Een onzekere coach en een doelgerichte documentairemaakster reizen met een groep Koreaanse daklozen af naar een speciaal voetbaltoernooi. Het is een curieus recept voor een feelgoodfilm, en dat blijkt ook wel: Dream probeert tegelijk cultkomedie en aangrijpend drama te zijn, maar schiet op beide terreinen tekort.
Regisseur Lee Byeong-heon scoorde in eigen land met een misdaadkomedie (Extreme Job) over undercoveragenten die infiltreren in de keuken van een kiprestaurant. Als er één filmland bekendstaat om de vele makers en titels die genres en regiestijlen succesvol mixen, is het Zuid-Korea wel, maar Dream bewijst dat een combinatiepoging ook verkeerd kan uitpakken.
De belangrijkste personages staan in dit voetbalverhaal aan de zijlijn. De ingetogen coach Yoon Hong-dae heeft moeite om zijn spelers te motiveren, en zit thuis ondertussen met andere problemen. De meer energieke Lee So-min is een documentairemaakster, voor de gelegenheid aangesteld om een positief beeld van de deelnemende daklozen te schetsen.
Als Lee So-min bij haar introductie onomwonden uitlegt waarvoor ze gekomen is ("hoe kan ik aan je verdienen?"), en met veel nadruk het begrip 'imago' uitlegt, rest er al weinig twijfel over de corrigerende richting die de film zal inslaan. Vroeg of laat zullen zij en Yoon Hong-dae een keer in de spiegel moeten kijken en hun blikveld moeten verbreden. Lee So-min om niet langer de onethische profiteur te spelen, Yoon Hong-dae om in zijn spelers én in zichzelf te gaan geloven.
Dat de film zo ten minste zijdelings over de beeldvorming van daklozen gaat, betekent helaas niet dat Lee Byeong-heon al te veel met de dakloze personages doet: hij gebruikt ze vooral als gemakzuchtige voorbeelden van 'mensen die niet kunnen voetballen', waardoor de missers en kolderieke tuimelingen elkaar op het trainingsveld in rap tempo opvolgen.
Dream zou alleen geen formulefilm zijn als de moeizame weg naar de top uiteindelijk niet tot een ommekeer zou leiden, en Lee grijpt die ontwikkeling graag aan om het zelfbeeld van de verder onfortuinlijke strijders een boost te geven. De film eindigt zelfs met een geschreven statement over hun maatschappelijke positie.

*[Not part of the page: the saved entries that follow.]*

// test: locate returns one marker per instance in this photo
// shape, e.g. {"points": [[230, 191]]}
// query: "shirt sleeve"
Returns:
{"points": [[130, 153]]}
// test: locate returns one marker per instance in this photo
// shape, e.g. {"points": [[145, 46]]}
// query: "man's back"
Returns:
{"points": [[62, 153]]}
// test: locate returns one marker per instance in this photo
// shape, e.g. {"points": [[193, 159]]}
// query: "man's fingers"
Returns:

Het is een wat verwarrend geheel: de vertraagde wedstrijdbeelden van schutterende spelers moeten een bron van vermaak zijn, maar uiteindelijk wordt hun lot buíten het veld alsnog benadrukt en gedramatiseerd. Mogen we dan wel om hun beroerde prestaties lachen? En is Dream eerder een cultkomedie die alle zorgen wil doen vergeten of een sociaal betrokken drama dat een maatschappelijke kwestie onderstreept?

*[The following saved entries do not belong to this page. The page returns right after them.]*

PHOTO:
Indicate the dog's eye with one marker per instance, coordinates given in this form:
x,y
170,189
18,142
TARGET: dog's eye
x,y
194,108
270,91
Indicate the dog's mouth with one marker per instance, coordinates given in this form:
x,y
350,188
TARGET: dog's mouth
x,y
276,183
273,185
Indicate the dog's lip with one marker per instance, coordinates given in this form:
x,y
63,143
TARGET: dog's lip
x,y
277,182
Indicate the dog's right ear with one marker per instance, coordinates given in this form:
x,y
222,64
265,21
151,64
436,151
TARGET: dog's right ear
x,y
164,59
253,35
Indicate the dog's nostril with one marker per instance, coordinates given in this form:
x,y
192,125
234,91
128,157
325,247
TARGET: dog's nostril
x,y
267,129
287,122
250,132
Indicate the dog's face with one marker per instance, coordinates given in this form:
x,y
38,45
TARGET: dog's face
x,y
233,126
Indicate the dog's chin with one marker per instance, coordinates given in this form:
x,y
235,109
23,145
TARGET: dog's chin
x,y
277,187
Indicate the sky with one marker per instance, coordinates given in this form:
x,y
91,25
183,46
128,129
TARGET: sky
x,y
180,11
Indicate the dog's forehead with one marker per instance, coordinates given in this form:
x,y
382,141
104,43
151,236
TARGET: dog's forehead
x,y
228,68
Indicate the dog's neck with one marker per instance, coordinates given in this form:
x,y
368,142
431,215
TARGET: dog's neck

Echt grappig wordt het amateuristische geblunder nooit, maar als de regisseur de dakloze personages meer had uitgediept, had de film op dramatisch vlak misschien nog het voordeel van de twijfel kunnen krijgen. Nu belichten de aangezette dramascènes (inclusief vreemd getimede popliedjes) gevoelsmatig de verkeerde kant van de medaille: niet de spelers, maar de begeleiders lijken het meest voldane gevoel aan het toernooi te moeten overhouden.
Het eveneens Koreaanse One Win, over de verrichtingen van een kwakkelend volleybalteam, bewees eerder dit jaar op het IFFR dat komedie en drama in een gelijkaardige sportfilm wel degelijk samen kunnen gaan. De dynamische wedstrijdregistraties overtuigen en de grillen van de gedreven coach (Song Kang-Ho, onder andere bekend van Parasite) zorgen voor extra vermaak. Misschien óók iets voor Netflix?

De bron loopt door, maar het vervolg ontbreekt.